Wednesday, August 5, 2020: 1:00 PM-1:30 PM
Organizer:
Alexander Felson
Co-organizer:
Christine Manuck
Moderators:
Alexander Felson
and
Christine Manuck
To meet urban sustainability goals we must change the way science intersects with society. The nexus of ecology with urban design, landscape architecture, and city planning are critical intersections where facilitating knowledge-to-action can promote resiliency. However, limited ecological awareness and large data gaps challenge effective ecological planning efforts. Since 2014, the Earth Stewardship Initiative (ESI) demonstration project has been working with ecologists, graduate students, urban planners and designers, and city professionals to develop relevant ecological projects for ESA host cities.
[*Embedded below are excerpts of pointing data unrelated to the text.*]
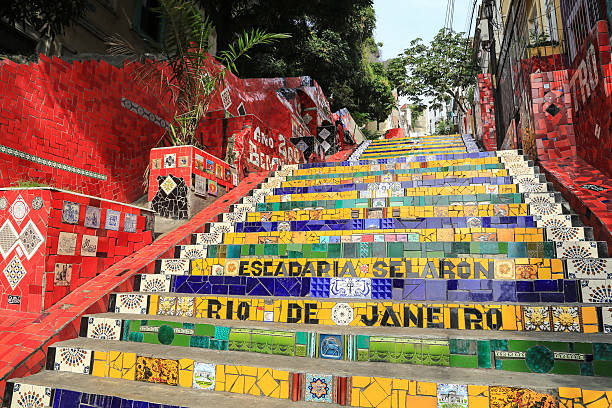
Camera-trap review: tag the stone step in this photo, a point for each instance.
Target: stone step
(357, 312)
(267, 196)
(272, 373)
(66, 389)
(559, 234)
(440, 249)
(447, 290)
(396, 172)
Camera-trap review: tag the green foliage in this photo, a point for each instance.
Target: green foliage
(330, 42)
(436, 72)
(445, 127)
(370, 134)
(48, 17)
(192, 80)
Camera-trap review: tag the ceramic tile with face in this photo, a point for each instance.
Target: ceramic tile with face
(103, 328)
(66, 243)
(576, 249)
(192, 251)
(553, 221)
(89, 245)
(170, 161)
(131, 303)
(319, 388)
(92, 217)
(589, 268)
(70, 212)
(174, 266)
(155, 283)
(204, 376)
(30, 239)
(62, 274)
(30, 396)
(130, 222)
(71, 359)
(19, 209)
(14, 272)
(112, 220)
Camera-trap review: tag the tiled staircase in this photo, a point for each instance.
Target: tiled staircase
(420, 273)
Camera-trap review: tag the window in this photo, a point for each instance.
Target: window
(147, 22)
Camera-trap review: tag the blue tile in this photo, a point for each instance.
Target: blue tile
(545, 285)
(527, 297)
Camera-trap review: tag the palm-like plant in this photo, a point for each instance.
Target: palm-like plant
(184, 75)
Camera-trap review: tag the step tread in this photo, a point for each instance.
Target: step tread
(445, 375)
(155, 393)
(425, 333)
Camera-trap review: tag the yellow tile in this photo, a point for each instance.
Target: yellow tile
(427, 388)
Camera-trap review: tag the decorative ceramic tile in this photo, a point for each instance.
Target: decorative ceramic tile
(200, 185)
(166, 306)
(577, 249)
(130, 222)
(131, 303)
(319, 388)
(155, 283)
(169, 161)
(231, 267)
(30, 239)
(19, 209)
(62, 274)
(596, 291)
(342, 314)
(9, 238)
(14, 272)
(606, 313)
(103, 328)
(452, 395)
(70, 212)
(563, 233)
(504, 269)
(358, 288)
(168, 185)
(30, 396)
(213, 188)
(113, 219)
(536, 318)
(589, 268)
(331, 346)
(37, 203)
(566, 319)
(75, 360)
(89, 245)
(184, 306)
(92, 217)
(193, 251)
(66, 243)
(174, 266)
(204, 376)
(553, 221)
(157, 370)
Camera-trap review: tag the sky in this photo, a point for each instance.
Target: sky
(400, 21)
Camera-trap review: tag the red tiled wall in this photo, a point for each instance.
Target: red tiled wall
(37, 289)
(485, 89)
(593, 122)
(71, 114)
(553, 115)
(192, 166)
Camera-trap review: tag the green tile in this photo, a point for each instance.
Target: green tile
(484, 354)
(457, 360)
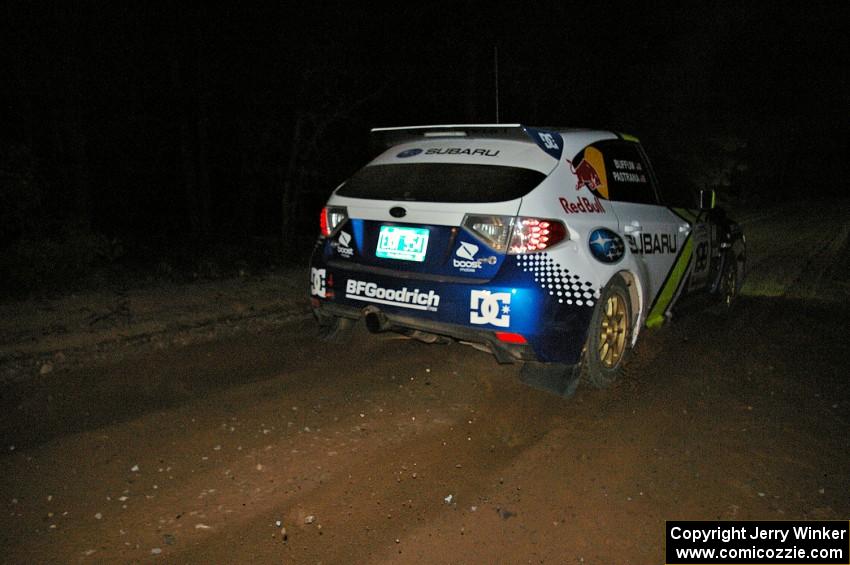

Utilizing these transdisciplinary collaborations, the ESI project integrates ecological research into city design and management to analyze environmental and social sustainability issues and present cities with solutions in white papers. Ecology Fellows participating in ESI are exposed to the limitations in city planning and design and data needs. The projects are also contextualized within a broader set of issues including the logistical challenges of planning, the socioeconomic challenges and equity gaps in cities. Graduate student Fellows have been key contributors to the demonstration projects, spending months working with city officials, practitioners, and advisors on planning projects using sustainable design strategies and novel research methods, including designed experiments and other adaptive management tools. ESI has collaborated with ESA and other organizations to create demonstration projects in Louisville (2019), Portland (2017), Baltimore (2015), and Sacramento (2014).
This oral session brings together past ESI Fellows and ecologists to share a myriad of ways in which they have built on their exposure to data gaps and limitations in ecological knowledge, through their own academic and professional practice. Speakers will explore both the educational and long-term professional implications of the program and how the exposure to cities informs urban ecology. The presentations will also provide an overview of the experiences and findings from the ESI demonstration projects through critical analysis of the transdisciplinary interactions, project significance, as well as the effects of project development on urban sustainability and assumptions made where data was not available. As the role of ecological research in shaping sustainable cities is an increasing focus of urban ecology, speakers will also address the role of the ESI project in educating future ecologists to be a collaborative power in addressing the ecological understanding and data needs of cities and communities.